Mr Kigundu says the prolonged dry spells have led to uneven ripening of fruits and a surge of diseases such as fusarium wilt and pests such as rhinchosorus.

“The rhinchosorus pests used to be very rare here but now they have become very common because they thrive in dry seasons,” Mr Kigundu said.

But new farm management approaches such as irrigation, use of pesticides and keeping “farms clean” could provide improvements, he said.

“We are now advising farmers to irrigate their farms during dry seasons to ensure that crops get enough water. The farms also need to be kept clean and free from weed to avoid breeding of diseases. Even though most of these diseases are not curable, farmers can prevent them from spreading further by cutting down the affected trees,” Mr Kigundu said.

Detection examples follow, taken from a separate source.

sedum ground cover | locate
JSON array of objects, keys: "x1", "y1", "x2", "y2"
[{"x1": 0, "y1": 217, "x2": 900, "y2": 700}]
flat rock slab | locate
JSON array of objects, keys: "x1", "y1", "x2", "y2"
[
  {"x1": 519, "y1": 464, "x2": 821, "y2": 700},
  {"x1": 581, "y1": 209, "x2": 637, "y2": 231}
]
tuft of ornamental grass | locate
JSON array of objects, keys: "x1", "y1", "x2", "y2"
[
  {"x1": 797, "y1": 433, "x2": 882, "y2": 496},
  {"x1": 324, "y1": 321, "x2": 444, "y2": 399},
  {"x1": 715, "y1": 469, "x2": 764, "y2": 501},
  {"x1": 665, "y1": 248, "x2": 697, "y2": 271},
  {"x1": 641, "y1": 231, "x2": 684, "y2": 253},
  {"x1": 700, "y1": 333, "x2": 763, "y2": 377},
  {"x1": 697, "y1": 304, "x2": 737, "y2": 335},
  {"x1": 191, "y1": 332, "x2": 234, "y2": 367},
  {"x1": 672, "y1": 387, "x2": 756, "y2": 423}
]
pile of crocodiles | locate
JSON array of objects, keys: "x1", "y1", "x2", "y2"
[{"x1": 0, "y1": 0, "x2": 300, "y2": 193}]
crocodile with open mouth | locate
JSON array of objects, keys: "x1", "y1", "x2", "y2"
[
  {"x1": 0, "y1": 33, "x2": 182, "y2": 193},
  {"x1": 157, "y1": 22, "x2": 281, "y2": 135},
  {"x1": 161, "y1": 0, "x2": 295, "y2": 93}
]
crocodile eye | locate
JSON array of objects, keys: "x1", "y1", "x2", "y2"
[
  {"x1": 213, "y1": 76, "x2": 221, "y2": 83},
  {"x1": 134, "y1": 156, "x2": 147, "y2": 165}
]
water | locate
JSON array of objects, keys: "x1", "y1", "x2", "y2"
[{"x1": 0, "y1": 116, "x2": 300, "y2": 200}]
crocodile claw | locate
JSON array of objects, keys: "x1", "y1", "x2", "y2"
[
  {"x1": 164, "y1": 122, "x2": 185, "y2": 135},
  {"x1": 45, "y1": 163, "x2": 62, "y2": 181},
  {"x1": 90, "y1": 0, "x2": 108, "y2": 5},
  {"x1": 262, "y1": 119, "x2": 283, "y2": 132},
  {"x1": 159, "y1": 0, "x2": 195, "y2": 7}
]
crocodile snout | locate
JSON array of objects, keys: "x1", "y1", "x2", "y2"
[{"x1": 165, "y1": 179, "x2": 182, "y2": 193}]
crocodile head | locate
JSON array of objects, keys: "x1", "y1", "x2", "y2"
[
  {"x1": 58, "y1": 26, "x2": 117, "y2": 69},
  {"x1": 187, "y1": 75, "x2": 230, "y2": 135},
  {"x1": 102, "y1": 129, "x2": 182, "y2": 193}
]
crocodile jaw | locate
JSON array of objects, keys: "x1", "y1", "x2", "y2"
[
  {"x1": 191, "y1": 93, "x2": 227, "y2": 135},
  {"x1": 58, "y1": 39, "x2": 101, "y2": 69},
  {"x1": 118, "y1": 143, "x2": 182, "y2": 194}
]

Oil palm farming in Uganda started from the Ssese Islands in the 1970s, and the ministry of agriculture decided to promote commercial production here in the 2000s. In 2019, the ministry began to promote commercial production in other parts of the country, but the Ssese Islands still remain the biggest producer of oil palm in the country today.

Oil palm trees take four years to mature and have a lifespan of 25 years. In terms of harvests, they are harvestable after every 10 days and, over the years, farmers have been harvesting an average of 700 kilogrammes of oil palm fruits from one acre per year. A kilogramme of oil palm fresh fruit is currently going for about Ush859, according to Mr Kigundu.   

In addition to cooking oil, the oil palm crop is used for making a range of products, including animal feeds, soap, cosmetics and fertilisers.